A TypeScript goal is to type existing JavaScript constructs in the least disruptive manner. One of TypeScript's assertion function approaches is to ensure that the condition getting checked must be true throughout the containing scope. The other assertion signature does not check for a condition, instead of telling TypeScript that a specific variable or property has a different type.

This release is the most ambitious TypeScript release since the 3.0 release, with many additional features and improvements:

  • Better support for never-Returning Functions
  • Make --declaration and --allowJs work together
  • More recursive type aliases to better support JSON and tuples
  • useDefineForClassFields flag and declare property modifier to better align with the public class fields ECMAScript proposal
  • Build-free editing with project references
  • Uncalled function checks
  • Flatter error reporting
  • // @ts-nocheck in TypeScript files
  • Semicolon formatter option
  • Numerous website and TypeScript Playground improvements

TypeScript 3.7 also introduces a few potentially breaking changes to consider when upgrading to the latest version of TypeScript, mostly as a result of the new features:

  • Changes in DOM type definitions to improve accuracy around nullness
  • Class field mitigations
  • Function truthy checks
  • Local and imported type declarations now conflict
  • API changes to enable the recursive type alias patterns, removal of the typeArguments property

The TypeScript community response has been overwhelmingly positive to this release, and most users report reasonably easy upgrades. For example, Matthew McEachen of PhotoStructure explains via Twitter:

Just updated @PhotoStructure (64k lines of TS) from v3.6.4 to v3.7.2, and only needed to tweak a couple types. Namely coercion from Promise<Maybe<Maybe<T>> to <Maybe<T> | PromiseMaybe<T>> used to work in 3.6, and needs some coaxing in 3.7. Thanks again for TS!`

For more information, read the official TypeScript 3.7 announcement.
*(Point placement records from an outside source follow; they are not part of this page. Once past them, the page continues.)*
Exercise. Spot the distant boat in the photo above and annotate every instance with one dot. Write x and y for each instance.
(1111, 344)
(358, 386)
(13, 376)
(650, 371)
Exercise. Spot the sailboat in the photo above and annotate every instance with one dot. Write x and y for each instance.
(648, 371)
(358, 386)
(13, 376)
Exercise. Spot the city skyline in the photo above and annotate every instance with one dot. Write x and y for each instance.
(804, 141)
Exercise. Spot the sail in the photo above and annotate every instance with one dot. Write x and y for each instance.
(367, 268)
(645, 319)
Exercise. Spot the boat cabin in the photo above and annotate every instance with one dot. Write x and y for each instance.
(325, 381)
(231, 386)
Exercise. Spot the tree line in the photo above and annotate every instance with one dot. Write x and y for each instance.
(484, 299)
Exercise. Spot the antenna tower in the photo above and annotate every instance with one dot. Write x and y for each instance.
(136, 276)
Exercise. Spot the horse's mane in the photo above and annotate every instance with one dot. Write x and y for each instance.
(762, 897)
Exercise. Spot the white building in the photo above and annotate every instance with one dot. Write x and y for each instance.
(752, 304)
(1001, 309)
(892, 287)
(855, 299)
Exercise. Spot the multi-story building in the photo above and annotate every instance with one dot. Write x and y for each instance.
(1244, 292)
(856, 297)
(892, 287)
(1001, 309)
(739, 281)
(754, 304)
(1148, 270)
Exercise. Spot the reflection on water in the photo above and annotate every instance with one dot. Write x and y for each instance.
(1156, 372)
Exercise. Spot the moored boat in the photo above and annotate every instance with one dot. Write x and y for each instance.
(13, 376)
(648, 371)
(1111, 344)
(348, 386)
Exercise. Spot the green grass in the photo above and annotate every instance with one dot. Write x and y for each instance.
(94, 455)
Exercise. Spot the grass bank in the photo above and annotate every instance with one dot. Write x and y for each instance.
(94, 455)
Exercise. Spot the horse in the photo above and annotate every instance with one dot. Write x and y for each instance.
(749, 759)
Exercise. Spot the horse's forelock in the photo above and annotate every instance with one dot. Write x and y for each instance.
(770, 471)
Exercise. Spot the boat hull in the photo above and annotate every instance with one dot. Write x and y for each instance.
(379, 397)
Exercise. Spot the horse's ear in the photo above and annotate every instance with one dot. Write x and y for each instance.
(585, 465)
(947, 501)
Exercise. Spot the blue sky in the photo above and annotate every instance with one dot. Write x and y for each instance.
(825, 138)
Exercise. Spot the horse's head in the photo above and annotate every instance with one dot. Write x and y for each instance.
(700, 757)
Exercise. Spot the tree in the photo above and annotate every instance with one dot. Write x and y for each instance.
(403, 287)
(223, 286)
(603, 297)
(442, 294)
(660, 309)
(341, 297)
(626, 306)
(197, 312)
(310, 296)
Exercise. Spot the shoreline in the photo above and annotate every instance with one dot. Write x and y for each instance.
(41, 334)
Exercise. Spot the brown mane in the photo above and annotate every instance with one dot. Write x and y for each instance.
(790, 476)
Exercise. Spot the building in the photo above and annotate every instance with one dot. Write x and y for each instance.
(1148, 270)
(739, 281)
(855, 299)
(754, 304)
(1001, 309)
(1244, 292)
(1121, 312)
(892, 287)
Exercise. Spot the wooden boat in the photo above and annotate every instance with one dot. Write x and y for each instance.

The TypeScript team is already working on features for TypeScript 3.8, including new export * as ns syntax, top-level await, private fields, and more.

The TypeScript community recently concluded the second TSConf event on October 11th with TypeScript founder Anders Hejlsberg delivering the keynote on the TypeScript 3.7 release.

TypeScript is open source software available under the Apache 2 license. Contributions and feedback are encouraged via the TypeScript GitHub project and should follow the TypeScript contribution guidelines and Microsoft open source code of conduct.